- The Washington Times - Sunday, November 20, 2005

The numbers confirm why Ryan Clark said the Washington Redskins’ performance last week at Tampa Bay “set defensive football back 20 years.” Five completions of 20-plus yards. Three touchdown passes and 279 passing yards allowed. Zero interceptions or sacks in 29 pass attempts.

The Redskins were first against the pass two weeks ago, but foundation cracks have developed in a win over Philadelphia and last-minute loss at Tampa Bay.

It doesn’t get any easier today for the Redskins (5-4), who face a gotta-have-it game against an Oakland Raiders offense that features the league’s sixth-best passing attack and standout receivers Randy Moss and Jerry Porter.

The run defense has held up without tackle Cornelius Griffin.

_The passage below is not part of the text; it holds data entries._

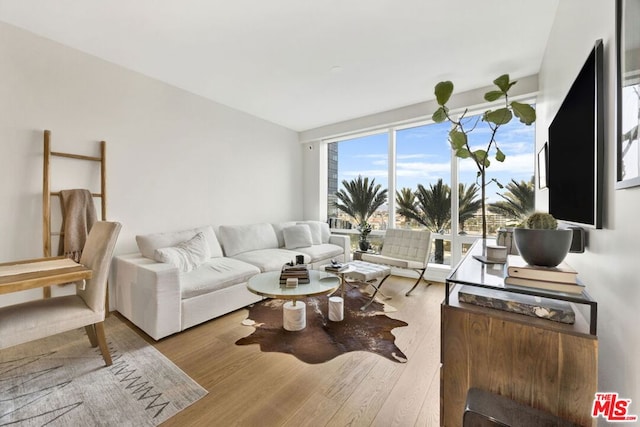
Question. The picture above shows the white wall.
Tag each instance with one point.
(611, 265)
(174, 159)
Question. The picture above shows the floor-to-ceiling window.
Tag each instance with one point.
(430, 186)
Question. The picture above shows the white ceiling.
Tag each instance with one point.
(302, 63)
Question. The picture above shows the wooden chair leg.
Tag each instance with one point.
(417, 281)
(102, 343)
(91, 333)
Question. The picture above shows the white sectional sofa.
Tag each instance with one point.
(183, 278)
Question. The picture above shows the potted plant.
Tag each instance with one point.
(365, 229)
(461, 128)
(540, 242)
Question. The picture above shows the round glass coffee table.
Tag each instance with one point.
(294, 316)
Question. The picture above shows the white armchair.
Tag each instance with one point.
(37, 319)
(408, 249)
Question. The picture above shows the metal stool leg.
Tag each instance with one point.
(417, 281)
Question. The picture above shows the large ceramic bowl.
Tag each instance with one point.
(546, 248)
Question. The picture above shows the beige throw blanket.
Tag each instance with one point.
(78, 216)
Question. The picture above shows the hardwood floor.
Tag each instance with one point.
(250, 388)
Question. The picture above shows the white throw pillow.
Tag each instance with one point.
(297, 236)
(316, 231)
(186, 256)
(148, 243)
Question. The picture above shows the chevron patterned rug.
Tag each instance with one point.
(62, 381)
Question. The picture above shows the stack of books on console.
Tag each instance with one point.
(562, 278)
(298, 271)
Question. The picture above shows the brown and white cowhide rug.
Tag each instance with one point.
(323, 339)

Now it’s the entire defense’s task to start getting sacks and interceptions and preventing the coverage breakdowns that have led to field-flipping completions.

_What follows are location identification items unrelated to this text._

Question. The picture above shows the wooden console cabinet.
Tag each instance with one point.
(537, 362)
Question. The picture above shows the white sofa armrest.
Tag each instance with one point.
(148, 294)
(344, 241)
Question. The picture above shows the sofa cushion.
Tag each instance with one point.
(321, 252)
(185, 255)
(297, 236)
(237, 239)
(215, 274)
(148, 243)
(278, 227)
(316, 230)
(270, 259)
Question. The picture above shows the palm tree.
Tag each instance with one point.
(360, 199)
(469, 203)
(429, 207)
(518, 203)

“We have to try and unsettle [Raiders quarterback Kerry Collins] as much as we can,” assistant head coach-defense Gregg Williams said. “He has arguably one of the most talented receiving corps in the NFL as his weapons.”

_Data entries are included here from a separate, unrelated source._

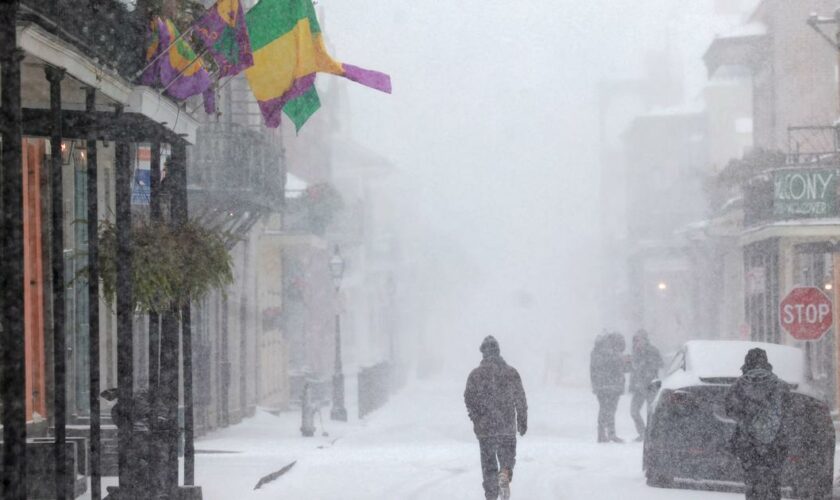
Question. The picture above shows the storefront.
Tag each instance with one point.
(792, 238)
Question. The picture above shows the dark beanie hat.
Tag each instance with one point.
(489, 346)
(756, 358)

Williams’ challenge this week has been to figure out who to put on Moss, Porter, third receiver Doug Gabriel and, when he leaves the backfield, running back LaMont Jordan.

Overshadowed by former Redskins coach Norv Turner’s return to FedEx Field is Moss’ own journey back. In last year’s regular season finale at FedEx, Moss caught five passes for 66 yards and one touchdown but created waves when he left the Minnesota Vikings sideline with a second remaining and his team losing 21-18. His mooning gesture to Green Bay fans the next week further accelerated his trade to Oakland.

Moss, despite an assortment of injuries — this week’s report lists groin, rib and pelvis injuries — has made an impact with a team-high 629 receiving yards and five touchdown catches.

“Guys who are marquee playmakers, they show the leadership to answer the bell,” Williams said. “The top guys in this league are accountable and available every week.”

Moss caught a season-high six passes last week against Denver.

“They use him very effectively, and they don’t let you get a read on where he is so you can put one coverage in and say we’ll run it to this side or to that formation every time,” Clark said.

As of late, the Redskins have played a variety of zone defenses, so that lessens the chances of seeing cornerback Shawn Springs assigned exclusively to Moss.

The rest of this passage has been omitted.